Vasquez-De La Cruz was prosecuted as part of a federal anti-violence initiative that targets “the worst of the worst” offenders for federal prosecution. Under this anti-violence initiative, the U.S. Attorney’s Office and federal law enforcement agencies work with New Mexico’s District Attorneys and state, local and tribal law enforcement agencies to target violent or repeat offenders for federal prosecution with the goal of removing repeat offenders from communities in New Mexico for as long as possible.
Vasquez-De La Cruz was arrested in Dec. 2013, on a two-count indictment charging him with being a felon in possession of firearm and ammunition and possession of an unregistered short-barreled firearm. Vasquez-De La Cruz was charged with committing both crimes on April 5, 2013, in Doña Ana County, N.M. At the time, Vasquez-De La Cruz was prohibited from possessing firearms or ammunition because he previously had been convicted of aggravated assault, tampering with evidence, shooting at an occupied building and being a felon in possession of a firearm or destructive device.
Vasquez-De La Cruz pled guilty to the two-count indictment on April 9, 2014, without the benefit of a plea agreement. According to evidence presented during the prosecution of the case, Vasquez-De La Cruz was charged based on an incident on April 5, 2013, when he fired a shotgun at a Deputy of the Doña Ana County Sheriff’s Office.
Vasquez-De La Cruz also was convicted on related state charges by the 3rd Judicial District Attorney’s Office. His federal sentence will run concurrent with his state sentence.
This case was investigated by the Las Cruces office of Bureau of Alcohol, Tobacco, Firearms and Explosives, U.S. Customs and Border Protection and the New Mexico HIDTA Regional Interagency Drug Task Force (RIDTF)/Metro Narcotics Task Force.

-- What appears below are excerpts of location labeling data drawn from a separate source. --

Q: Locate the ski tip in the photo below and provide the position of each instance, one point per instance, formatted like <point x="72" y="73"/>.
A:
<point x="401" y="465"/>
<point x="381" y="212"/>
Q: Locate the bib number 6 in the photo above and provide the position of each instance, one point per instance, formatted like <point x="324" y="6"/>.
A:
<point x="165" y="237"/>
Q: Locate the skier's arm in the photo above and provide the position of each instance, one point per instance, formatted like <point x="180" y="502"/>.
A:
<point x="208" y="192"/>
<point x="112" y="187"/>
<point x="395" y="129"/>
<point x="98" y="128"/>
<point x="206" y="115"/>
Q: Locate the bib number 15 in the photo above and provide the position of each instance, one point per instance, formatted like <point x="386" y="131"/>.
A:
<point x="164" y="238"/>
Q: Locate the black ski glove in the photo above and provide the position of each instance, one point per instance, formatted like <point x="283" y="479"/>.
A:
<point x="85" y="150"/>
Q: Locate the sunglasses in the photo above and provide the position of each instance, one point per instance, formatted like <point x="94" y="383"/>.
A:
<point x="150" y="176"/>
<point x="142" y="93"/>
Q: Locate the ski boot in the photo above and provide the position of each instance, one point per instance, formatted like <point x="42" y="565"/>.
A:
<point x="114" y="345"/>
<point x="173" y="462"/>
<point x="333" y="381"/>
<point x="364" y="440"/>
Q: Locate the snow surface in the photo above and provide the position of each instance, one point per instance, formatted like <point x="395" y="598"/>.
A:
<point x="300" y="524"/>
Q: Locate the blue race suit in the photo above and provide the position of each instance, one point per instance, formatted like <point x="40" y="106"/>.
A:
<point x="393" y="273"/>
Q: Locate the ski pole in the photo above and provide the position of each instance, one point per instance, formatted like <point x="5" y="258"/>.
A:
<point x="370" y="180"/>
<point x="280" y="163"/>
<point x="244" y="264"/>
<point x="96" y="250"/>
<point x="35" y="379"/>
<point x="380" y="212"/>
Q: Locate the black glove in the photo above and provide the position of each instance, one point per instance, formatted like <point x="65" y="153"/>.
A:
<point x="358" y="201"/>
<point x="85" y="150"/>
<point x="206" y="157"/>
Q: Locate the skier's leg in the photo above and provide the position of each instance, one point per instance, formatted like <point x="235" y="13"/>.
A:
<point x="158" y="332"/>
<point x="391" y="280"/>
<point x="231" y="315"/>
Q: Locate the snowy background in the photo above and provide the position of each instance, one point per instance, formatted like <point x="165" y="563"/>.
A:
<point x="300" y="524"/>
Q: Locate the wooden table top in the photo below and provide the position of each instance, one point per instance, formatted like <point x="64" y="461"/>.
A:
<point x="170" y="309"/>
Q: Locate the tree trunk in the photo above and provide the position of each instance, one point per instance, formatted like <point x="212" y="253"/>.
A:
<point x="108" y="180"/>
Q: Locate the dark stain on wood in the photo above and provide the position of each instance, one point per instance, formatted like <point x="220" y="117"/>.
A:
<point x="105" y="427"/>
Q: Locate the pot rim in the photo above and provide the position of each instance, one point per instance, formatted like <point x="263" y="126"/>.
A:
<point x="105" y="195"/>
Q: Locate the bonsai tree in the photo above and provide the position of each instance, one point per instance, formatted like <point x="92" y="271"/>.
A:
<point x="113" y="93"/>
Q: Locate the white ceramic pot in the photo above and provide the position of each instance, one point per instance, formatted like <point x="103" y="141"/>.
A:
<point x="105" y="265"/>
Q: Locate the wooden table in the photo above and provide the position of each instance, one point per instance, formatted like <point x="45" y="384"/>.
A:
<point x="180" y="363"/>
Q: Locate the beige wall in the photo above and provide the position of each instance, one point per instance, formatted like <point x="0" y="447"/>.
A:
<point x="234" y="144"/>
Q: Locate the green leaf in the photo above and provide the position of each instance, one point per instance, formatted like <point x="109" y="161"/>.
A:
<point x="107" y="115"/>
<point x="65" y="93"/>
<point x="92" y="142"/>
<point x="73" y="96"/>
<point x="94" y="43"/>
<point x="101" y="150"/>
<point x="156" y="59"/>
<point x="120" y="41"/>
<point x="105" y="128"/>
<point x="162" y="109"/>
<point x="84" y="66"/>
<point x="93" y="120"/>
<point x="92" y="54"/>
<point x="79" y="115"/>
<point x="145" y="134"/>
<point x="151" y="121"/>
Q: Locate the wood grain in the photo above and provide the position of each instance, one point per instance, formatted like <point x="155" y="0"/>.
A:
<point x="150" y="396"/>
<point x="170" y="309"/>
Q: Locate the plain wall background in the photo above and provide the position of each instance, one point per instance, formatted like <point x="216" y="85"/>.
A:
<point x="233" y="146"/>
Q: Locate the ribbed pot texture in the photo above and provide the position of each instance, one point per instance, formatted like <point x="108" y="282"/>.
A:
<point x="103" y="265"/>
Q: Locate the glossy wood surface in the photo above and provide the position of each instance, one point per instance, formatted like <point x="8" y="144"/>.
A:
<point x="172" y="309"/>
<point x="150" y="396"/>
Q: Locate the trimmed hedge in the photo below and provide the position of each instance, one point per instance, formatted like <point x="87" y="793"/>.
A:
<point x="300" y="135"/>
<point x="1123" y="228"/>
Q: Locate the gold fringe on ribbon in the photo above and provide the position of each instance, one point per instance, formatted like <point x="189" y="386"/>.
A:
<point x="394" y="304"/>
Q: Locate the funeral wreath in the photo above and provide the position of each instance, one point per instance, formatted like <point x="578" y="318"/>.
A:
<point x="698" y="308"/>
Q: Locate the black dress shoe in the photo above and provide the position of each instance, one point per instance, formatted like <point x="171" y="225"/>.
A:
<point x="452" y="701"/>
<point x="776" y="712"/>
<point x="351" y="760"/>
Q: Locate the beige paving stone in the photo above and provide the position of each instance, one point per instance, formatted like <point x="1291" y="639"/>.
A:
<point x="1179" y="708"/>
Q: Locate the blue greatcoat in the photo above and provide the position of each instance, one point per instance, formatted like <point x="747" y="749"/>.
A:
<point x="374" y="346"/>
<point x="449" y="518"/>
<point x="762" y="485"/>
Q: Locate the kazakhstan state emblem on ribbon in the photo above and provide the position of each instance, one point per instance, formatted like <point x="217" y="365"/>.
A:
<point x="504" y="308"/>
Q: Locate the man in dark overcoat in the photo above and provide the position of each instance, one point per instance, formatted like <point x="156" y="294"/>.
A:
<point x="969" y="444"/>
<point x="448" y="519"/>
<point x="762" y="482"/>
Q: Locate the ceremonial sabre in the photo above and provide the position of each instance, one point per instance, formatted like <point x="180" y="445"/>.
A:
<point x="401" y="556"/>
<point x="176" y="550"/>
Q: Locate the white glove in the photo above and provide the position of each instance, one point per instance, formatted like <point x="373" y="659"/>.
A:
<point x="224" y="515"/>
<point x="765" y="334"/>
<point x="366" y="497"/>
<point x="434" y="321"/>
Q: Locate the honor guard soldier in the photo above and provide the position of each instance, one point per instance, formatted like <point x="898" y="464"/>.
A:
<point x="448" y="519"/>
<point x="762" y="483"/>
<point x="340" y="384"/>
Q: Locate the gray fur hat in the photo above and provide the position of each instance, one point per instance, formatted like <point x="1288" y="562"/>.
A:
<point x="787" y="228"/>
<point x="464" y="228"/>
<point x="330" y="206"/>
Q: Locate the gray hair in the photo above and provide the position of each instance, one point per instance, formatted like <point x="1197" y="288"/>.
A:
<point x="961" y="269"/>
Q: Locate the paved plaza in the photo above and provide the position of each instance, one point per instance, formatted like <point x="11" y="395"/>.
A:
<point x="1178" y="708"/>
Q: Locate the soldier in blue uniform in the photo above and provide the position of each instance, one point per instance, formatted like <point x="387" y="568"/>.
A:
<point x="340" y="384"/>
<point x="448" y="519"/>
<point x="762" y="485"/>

The case was prosecuted by Assistant U.S. Attorneys Maria Y. Armijo and Anna Wright of the U.S. Attorney’s Las Cruces Branch Office.
The HIDTA Metro Narcotics Task Force is comprised of officers from the Las Cruces Police Department and the Doña Ana County Sheriff’s Office. The High Intensity Drug Trafficking Areas (HIDTA) program was created by Congress with the Anti-Drug Abuse Act of 1988. HIDTA is a program of the White House Office of National Drug Control Policy (ONDCP) which provides assistance to federal, state, local and tribal law enforcement agencies operating in areas determined to be critical drug-trafficking regions of the United States and seeks to reduce drug trafficking and production by facilitating coordinated law enforcement activities and information sharing.